Türkiye bunlardan ders almıyor. Mesela 1961 Anayasası Türkiye’nin hatta Avrupa’nın en özgürlükçü, demokratik anayasalarından biridir. Ama biliyoruz ki, bu anayasanın yapım sürecinde Demokrat Parti tabanı üzerine kurulan Adalet Partisi dışlanmıştı. Adalet Partisi, haklı olarak bunu içine sindiremedi. Yapımında dışlandığı bir anayasayla ülkeyi yönetmek zorunda kaldı. O mükemmel anayasa da, Adalet Partisi’nin elinde kaldı.

Buradan nereye gelmek istiyorsunuz?

Anayasa, seçim yasaları bir uzlaşmayla çıkmazsa ömürleri uzun olmuyor. Oysa bu belgeler, güncel sorunlara, konjonktürel hedeflere göre yapılmamalı. Çünkü güncel sorunlar aşıldığında, konjonktür değiştiğinde bu değiştirilen yasalar ve benimsenen hükümet sistemleri de ayakta kalamıyor. Asıl istikrar anayasanın, seçim yasalarının sürekliliğidir. Bugün İngiltere’de seçim mevzuatı neredeyse 200 yıldır aynı. Devamlılık için de mutabakat gerekiyor. Son değişikliğe gelirsek, ittifak doğru bir şeydir ama gönül isterdi ki bu bir uzlaşmayla olsun. Tamamen güncel, konjonktürel, iktidar partisinin devamını sağlamaya yönelik bir ittifak olarak karşımıza çıkıyor. Bir de burada şöyle bir çelişki var. Yeni hükümet sistemine geçilirken kamuoyu nasıl ikna edildi? “Koalisyon çok kötüdür” denildi.
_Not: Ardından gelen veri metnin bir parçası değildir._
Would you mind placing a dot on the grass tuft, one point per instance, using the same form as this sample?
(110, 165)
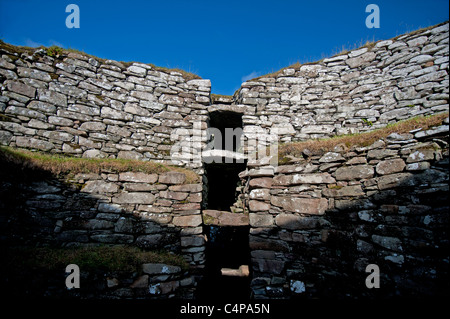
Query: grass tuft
(321, 146)
(89, 258)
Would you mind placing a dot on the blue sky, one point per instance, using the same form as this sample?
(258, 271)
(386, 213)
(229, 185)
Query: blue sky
(225, 41)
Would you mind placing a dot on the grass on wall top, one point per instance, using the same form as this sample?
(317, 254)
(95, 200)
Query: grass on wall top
(65, 165)
(321, 146)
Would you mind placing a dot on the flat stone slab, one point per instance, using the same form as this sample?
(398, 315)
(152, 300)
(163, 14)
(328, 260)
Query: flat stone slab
(223, 218)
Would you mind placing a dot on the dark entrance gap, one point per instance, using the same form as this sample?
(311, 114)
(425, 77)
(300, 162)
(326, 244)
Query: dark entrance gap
(227, 247)
(222, 181)
(222, 120)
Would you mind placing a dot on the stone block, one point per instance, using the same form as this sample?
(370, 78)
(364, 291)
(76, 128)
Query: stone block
(390, 166)
(296, 222)
(172, 178)
(138, 177)
(223, 218)
(310, 206)
(187, 221)
(354, 172)
(257, 206)
(260, 220)
(133, 198)
(346, 191)
(99, 187)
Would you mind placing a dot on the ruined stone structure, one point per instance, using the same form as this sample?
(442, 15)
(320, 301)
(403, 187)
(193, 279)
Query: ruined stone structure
(313, 225)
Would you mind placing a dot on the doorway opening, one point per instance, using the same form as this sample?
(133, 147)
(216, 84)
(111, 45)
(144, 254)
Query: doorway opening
(227, 274)
(223, 179)
(225, 130)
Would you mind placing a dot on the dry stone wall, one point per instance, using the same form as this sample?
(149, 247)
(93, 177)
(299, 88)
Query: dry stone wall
(84, 106)
(352, 92)
(315, 224)
(149, 211)
(318, 223)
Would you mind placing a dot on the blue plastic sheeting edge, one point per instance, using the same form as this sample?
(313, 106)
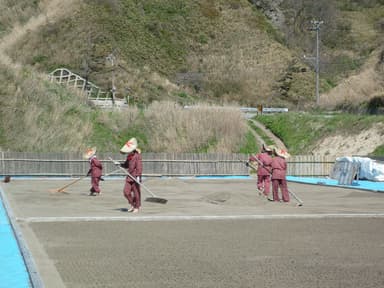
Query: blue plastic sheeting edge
(356, 184)
(13, 272)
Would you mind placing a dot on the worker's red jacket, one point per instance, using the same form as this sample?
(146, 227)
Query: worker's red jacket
(96, 167)
(264, 161)
(279, 168)
(134, 165)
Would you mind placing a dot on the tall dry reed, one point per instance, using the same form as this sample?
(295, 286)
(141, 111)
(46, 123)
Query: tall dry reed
(173, 128)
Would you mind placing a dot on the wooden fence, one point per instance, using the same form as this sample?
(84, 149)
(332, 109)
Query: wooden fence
(154, 164)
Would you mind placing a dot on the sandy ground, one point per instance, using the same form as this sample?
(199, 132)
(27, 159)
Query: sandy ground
(211, 233)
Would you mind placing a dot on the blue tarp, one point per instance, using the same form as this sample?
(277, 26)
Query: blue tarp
(356, 184)
(13, 272)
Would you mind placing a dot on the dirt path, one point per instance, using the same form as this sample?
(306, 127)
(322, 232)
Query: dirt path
(276, 140)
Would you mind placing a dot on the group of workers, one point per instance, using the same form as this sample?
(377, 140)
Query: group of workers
(271, 166)
(134, 168)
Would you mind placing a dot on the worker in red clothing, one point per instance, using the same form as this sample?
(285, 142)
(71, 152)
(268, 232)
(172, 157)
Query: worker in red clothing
(279, 171)
(134, 166)
(95, 171)
(264, 160)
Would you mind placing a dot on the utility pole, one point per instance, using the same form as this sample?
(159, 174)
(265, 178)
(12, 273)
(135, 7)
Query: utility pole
(316, 27)
(112, 59)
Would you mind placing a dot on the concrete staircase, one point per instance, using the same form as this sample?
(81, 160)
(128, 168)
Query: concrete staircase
(95, 95)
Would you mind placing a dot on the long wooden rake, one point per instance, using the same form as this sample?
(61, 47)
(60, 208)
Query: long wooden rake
(62, 189)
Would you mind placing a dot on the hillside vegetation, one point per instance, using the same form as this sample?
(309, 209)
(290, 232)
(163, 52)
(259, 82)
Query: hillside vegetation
(170, 53)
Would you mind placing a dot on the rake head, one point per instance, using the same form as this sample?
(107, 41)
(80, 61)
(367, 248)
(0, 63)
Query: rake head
(156, 200)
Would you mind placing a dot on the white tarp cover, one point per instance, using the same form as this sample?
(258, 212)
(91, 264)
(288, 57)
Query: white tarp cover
(369, 169)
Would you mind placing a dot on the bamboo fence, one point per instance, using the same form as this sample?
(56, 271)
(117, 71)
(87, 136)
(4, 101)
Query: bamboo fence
(154, 164)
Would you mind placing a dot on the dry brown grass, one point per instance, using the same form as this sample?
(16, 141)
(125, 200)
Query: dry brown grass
(357, 88)
(34, 118)
(203, 128)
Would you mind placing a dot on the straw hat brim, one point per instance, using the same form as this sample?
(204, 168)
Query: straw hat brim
(89, 153)
(129, 147)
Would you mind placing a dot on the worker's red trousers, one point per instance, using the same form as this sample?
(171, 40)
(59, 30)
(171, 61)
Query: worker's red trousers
(132, 193)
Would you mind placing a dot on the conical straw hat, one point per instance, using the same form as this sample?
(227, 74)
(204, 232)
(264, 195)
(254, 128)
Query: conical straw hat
(130, 146)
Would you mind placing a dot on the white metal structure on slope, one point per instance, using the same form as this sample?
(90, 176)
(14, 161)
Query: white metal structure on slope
(94, 93)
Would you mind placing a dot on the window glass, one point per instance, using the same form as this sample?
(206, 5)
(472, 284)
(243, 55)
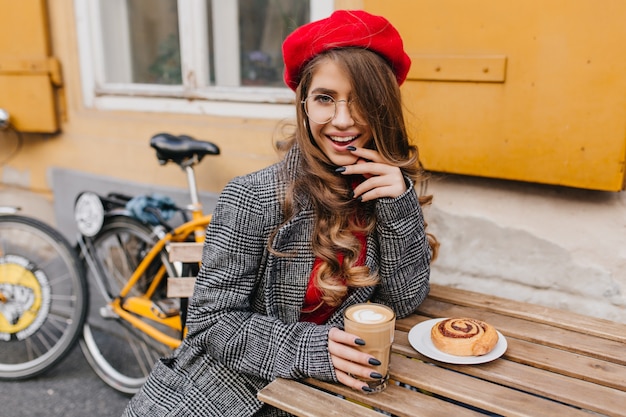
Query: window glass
(141, 41)
(263, 25)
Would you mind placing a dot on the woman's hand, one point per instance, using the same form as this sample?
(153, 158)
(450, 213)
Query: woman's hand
(382, 180)
(348, 361)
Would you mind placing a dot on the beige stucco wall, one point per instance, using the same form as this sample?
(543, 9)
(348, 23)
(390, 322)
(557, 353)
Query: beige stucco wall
(554, 246)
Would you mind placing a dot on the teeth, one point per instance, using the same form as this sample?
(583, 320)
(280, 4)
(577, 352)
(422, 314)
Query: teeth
(342, 139)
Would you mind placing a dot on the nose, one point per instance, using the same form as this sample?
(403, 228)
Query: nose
(343, 116)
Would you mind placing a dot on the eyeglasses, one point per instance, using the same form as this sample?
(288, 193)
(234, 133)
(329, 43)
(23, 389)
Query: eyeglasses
(322, 108)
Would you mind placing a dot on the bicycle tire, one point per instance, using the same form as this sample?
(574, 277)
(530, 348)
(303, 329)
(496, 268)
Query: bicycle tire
(121, 355)
(43, 297)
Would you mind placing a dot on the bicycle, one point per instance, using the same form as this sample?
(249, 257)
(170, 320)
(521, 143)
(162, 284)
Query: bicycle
(43, 296)
(131, 322)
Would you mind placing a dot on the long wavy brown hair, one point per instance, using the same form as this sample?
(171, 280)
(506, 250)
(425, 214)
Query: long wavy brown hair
(339, 217)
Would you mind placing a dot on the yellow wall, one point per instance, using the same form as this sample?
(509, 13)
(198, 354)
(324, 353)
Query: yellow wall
(558, 115)
(116, 143)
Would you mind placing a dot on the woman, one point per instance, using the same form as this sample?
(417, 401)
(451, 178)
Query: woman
(336, 222)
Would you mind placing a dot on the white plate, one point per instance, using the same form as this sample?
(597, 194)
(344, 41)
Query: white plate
(419, 338)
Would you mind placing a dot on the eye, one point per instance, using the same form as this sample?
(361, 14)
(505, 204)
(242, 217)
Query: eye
(324, 99)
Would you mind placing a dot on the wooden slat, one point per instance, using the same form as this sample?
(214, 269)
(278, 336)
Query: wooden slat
(476, 392)
(185, 251)
(180, 287)
(569, 390)
(545, 334)
(401, 401)
(305, 401)
(532, 312)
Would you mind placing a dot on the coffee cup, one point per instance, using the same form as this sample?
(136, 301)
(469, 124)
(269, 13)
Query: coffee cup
(374, 324)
İttifakı bir koalisyon olarak mı görüyorsunuz?

İttifak da seçim öncesi koalisyondur. Kamuoyunda yaratılan algıyla ittifak arasında yaman bir çelişki var. Tekrar söylüyorum; ben ittifaka karşı değilim. Dünya ittifaklarla yönetiliyor. Toplumda daha geniş bir tabanı vardır, farklı kesimler iktidardan pay alır, hükümetlerin tabanı geniş olur, bir uzlaşma, demokrasi kültürü yaratır, birbirini denetleyebilir. Doğru hedeflere yönelirseniz ve bir uzlaşmayla bunu sağlarsanız ittifak iyi bir şeydir.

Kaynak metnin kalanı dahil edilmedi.